30-Day Self-Care Challenge: Day 6

Today's plan for self-care:

Limit my exposure to the financial crisis.

I have personal experience with financial crises. Yes, I spent years hiding in denial and having trouble paying my bills, even when I was earning more than I am now. That was less a crisis than a chronic period of mismanaged priorities.

No, what I think about as I listen, watch and read about the economy reorganizing itself is 8th grade. While I was concerned with whether to wear the acid washed shorts or the acid washed skirt to class that day, the country experienced Black Monday. I was young, and it was exciting. We had just been reading about the Great Depression and the day in 1929 when bankers were flinging themselves out windows because they had lost everything. It was morbid, but alluring to me as a young writer. What an evocative image. It told us everything we needed to know abut what was happening then.

I felt like something significant was happening, that history was being made, that what was happening mattered. I had a lot of teen angst. I felt like everything was meaningless. This reoriented me.

Not long after that, my father, an entrepreneur himself, had to close his business. There was always low-level tension in my home as my parents struggled to balance their very different approaches to money, but when his business failed, the tension broke and crisis ensued. My dad, a proud, brilliant man, took a job at a retail store to keep bringing in money. My mom, a hardworking and diligent person, buckled down and worked summers and nights. As long as I can remember, my parents have always had more than one job.

My contribution to the family financial crisis was to worry. I had insomnia. I tried to help my parents by cleaning the house and listening to their worries. I wondered if we'd keep our house and what would happen to me.

The fact was that our family was fine, but the feeling was quite different. Just like in a lot of homes today, the feeling was of imminent doom, and that heroic efforts were required to avert disaster.

I share this story not to be self-indulgent but to illustrate a point: In times of crisis, we all revert back to our earlier selves. We revert to our primal instincts, and mine is to worry. So I don't see the news today and say, "Huh. Well, I'm doing fine. Just keep swimming."

I panic. I start feeling the need to rush about and fix things.
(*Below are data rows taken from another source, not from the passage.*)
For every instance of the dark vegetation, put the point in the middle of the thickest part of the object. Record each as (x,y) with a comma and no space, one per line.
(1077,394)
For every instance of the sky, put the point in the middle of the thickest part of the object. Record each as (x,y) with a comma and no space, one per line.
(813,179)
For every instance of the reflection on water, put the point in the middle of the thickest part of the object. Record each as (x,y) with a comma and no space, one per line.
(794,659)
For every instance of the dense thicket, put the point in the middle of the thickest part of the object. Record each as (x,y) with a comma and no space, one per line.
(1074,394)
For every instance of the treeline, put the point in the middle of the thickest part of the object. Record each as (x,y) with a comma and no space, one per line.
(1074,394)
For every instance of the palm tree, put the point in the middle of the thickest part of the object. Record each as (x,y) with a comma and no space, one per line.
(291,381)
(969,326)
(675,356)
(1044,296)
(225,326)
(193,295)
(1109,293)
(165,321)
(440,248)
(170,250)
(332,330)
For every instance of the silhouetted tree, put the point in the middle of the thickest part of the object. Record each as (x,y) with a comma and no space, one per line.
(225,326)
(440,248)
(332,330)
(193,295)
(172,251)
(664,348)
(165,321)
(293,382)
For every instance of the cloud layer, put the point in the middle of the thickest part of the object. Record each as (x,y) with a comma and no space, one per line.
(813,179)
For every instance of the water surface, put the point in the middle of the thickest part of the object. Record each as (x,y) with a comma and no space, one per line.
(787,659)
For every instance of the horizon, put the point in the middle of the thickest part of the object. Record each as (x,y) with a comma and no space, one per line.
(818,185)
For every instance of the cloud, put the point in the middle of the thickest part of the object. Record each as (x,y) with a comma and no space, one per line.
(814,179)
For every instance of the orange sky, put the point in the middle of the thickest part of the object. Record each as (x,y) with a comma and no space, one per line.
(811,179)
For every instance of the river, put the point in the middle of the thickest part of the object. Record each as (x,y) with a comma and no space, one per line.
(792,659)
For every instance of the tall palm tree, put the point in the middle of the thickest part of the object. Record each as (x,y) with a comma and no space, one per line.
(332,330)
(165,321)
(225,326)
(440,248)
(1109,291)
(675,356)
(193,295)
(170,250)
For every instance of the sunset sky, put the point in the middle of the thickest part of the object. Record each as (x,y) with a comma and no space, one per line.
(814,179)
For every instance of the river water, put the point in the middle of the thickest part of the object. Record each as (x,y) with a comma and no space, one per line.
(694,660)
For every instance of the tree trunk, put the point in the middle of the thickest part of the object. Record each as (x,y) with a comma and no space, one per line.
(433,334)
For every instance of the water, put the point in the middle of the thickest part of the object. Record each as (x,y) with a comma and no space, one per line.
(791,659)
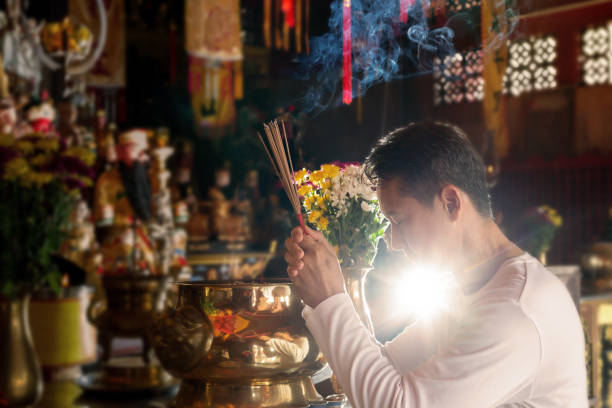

Or, failing the ability to fix the national financial markets (of which I understand little), I feel the need to exert a lot of attention and energy on worrying and thinking of the worst thing that can happen.

FOR TODAY my plan is to:

* Switch off the news, delete news emails sight-unseen and avoid the great financial blogs I read daily.
* Focus on the truth for me: I have great work, great clients, and plenty of income.
* Focus on what I can control:
-- Building my savings in case of a downturn.
-- Increasing my marketing by a manageable amount.
-- Expressing gratitude to my regular clients.
-- Diversifying clients so if one goes under, I have others to pick up the slack.

What are you doing to take care of yourself around the economic crisis?